Patricia Morhet Richaud a proposé une résolution sur le pastoralisme adoptée ce 2 octobre 2018 à une large majorité. « L’enjeu du débat et de rappeler combien le pastoralisme est lié à nos territoires, à notre environnement et à notre économie pour que le travail des éleveurs soit reconnu à sa juste valeur », a-t-elle indiqué lors de la présentation du texte, soulignant que ces travaux avaient pour vocation de se poursuivre.

Un danger de mort pour l’agriculture

Dans ce contexte, la résolution juge que la prédation exacerbe les difficultés de l’agriculture et l’expose à un danger de mort. Les sénateurs constatent la détresse des éleveurs face à la multiplication des attaques et jugent indispensable une refonte du système d’indemnisation des éleveurs afin d’assurer la célérité des paiements et la juste reconnaissance des préjudices subis.
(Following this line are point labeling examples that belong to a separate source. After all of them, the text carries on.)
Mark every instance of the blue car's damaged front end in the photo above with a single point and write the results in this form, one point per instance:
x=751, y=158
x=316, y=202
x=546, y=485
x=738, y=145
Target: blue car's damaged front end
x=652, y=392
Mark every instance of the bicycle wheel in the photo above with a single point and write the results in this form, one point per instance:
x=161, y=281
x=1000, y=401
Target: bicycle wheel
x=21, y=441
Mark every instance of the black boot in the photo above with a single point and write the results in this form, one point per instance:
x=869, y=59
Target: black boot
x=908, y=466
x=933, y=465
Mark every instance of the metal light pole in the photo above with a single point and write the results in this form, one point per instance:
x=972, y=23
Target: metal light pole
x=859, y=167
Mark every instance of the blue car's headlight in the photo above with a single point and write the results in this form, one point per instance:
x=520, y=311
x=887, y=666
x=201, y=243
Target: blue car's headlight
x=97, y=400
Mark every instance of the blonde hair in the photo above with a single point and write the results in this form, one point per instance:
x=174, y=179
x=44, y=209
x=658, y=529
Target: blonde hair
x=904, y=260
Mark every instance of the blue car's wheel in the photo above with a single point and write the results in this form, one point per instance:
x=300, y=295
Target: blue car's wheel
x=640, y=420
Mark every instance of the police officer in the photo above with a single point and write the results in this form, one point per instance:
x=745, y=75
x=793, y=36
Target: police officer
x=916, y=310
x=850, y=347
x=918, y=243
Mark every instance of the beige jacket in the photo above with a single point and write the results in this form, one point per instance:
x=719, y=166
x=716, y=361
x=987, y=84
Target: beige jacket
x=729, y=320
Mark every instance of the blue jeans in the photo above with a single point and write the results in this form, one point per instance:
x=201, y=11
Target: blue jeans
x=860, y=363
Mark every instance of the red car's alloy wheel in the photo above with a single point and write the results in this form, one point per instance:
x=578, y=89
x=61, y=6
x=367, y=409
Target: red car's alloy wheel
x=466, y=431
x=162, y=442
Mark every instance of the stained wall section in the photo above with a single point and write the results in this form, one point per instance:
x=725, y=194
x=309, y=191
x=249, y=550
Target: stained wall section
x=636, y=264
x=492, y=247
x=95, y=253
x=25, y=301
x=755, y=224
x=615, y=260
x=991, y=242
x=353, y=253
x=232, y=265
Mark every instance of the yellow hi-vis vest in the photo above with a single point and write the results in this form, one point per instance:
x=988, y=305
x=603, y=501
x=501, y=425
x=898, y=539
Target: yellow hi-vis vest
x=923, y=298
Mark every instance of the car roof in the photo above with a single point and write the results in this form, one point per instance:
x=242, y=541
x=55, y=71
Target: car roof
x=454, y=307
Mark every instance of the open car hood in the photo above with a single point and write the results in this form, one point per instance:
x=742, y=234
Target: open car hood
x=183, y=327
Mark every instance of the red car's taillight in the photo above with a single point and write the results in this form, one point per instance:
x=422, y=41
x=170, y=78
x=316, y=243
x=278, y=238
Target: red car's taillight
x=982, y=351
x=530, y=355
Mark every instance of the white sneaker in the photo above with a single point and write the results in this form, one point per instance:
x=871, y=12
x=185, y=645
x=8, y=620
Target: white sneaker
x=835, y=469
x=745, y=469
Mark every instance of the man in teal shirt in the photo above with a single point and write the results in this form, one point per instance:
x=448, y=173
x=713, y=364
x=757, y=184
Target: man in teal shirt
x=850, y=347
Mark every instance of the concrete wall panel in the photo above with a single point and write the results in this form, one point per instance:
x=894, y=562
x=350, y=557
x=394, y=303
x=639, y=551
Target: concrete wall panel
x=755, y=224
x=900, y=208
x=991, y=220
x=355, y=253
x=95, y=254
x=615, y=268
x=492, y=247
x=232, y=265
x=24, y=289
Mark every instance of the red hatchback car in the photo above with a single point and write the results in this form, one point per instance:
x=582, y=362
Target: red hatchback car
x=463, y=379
Pour l’ours, la résolution appelle le gouvernement à bien mesurer l’ampleur des dégâts liés à sa présence et considère que toute réintroduction devrait se faire au terme d’une étude d’impact approfondie et d’une concertation préalable associant les éleveurs et les élus locaux.

Révision du plan à 500 loups ?

Stéphane Travert, ministre de l’Agriculture, a salué les travaux et la volonté de poursuivre les travaux mais il n’en démord pas au sujet du plan loup mis en place en février dernier : « Le plan remet l’éleveur au centre de la montagne tout en offrant un cadre protecteur au loup. » Le ministre précise que le plan pourra être révisé une fois le seuil de 500 loups atteints et, selon lui, le plan loup 2018-2023 comporte des avancées.

Le gouvernement s’est engagé à négocier avec la commission européenne la prise en charge à 100 % du coût du berger salarié contre 80 % dans l’ancien plan loup. Stéphane Travert s’est justifié au sujet de la conditionnalité des indemnisations aux moyens de protection. « Elle vise à assurer la sécurité juridique du dispositif, mais son déploiement sera progressif. Par exemple, elle ne concernera pas les nouvelles zones, ni les premières attaques. La revalorisation des barèmes devrait être mise en place prochainement », a-t-il aussi indiqué.